Technology simply has become far too complex to be reasonably secure, even if you have the financial firepower of being Apple, Sony, Microsoft, Nintendo or Amazon.

Agreed.

If it installs updates without requiring you to specify the desired updates explicitly (i.e. by cryptographic hash), it should not be considered "your" device from a security perspective.

This 100%.
> My expectation is that all NSA CNSA[1] encryption standards are backdoored at the implementation level (by the NSA who uses Suite A for its own communication and I suspect military communications outside of that in weapons systems that can fall into enemy hands)

CNSA / NSA Suite B are pretty much entirely public encryption standards that have stood up to public scrutiny for decades at this point.

They are also approved by the USA to encrypt TS SCI information, why would they approve that if they had backdoors?.

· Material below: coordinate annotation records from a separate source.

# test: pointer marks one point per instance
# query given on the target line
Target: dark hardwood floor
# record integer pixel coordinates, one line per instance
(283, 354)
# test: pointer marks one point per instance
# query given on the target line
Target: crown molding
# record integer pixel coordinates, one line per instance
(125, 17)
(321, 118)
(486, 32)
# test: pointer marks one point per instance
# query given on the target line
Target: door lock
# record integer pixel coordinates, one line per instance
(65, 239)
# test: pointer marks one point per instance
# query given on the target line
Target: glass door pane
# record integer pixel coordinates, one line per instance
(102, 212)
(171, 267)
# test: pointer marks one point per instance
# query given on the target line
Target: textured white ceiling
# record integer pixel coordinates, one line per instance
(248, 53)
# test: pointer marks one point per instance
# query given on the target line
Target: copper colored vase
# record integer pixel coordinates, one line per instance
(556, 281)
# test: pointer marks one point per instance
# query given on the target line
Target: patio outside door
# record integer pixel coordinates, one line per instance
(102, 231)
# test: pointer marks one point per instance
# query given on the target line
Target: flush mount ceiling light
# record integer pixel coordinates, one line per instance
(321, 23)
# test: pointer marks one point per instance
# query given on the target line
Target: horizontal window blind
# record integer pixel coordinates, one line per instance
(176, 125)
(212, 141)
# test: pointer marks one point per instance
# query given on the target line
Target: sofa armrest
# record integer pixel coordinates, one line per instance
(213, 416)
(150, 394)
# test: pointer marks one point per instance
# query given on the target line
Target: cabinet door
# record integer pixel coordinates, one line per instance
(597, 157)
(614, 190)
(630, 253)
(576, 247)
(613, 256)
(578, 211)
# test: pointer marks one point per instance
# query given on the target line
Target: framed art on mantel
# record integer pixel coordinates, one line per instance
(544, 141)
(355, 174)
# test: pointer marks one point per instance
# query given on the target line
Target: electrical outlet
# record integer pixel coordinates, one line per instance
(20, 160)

Why would they have Suite A then?
> Why would they have Suite A then?

Because Suite A are a set of non public algorithms that are used to encrypt data.

Them being non public makes it harder to workout how to decrypt the data.

They are also likely protected against a number of attacks that aren't public, even if these attacks aren't feasible against current algorithms.

>They are also likely protected against a number of attacks that aren't public

For reference, see DES, where the NSA adjusted the algorithm to protect from a not publicly understood differential cryptanalysis attack. Many people claimed that the adjustment by the NSA was clear backdooring, though we know that was not true.

It was however purposely deficient in the length of its key, allegedly because "it was good enough" and for export reasons, but also because the NSA considered it easy enough to brute force.

"even if these attacks aren't feasible against current algorithms" lol, ok, if you say so....
This article isn't spreading any propaganda against encryption. If anything, it makes the case that new backdoors are not needed.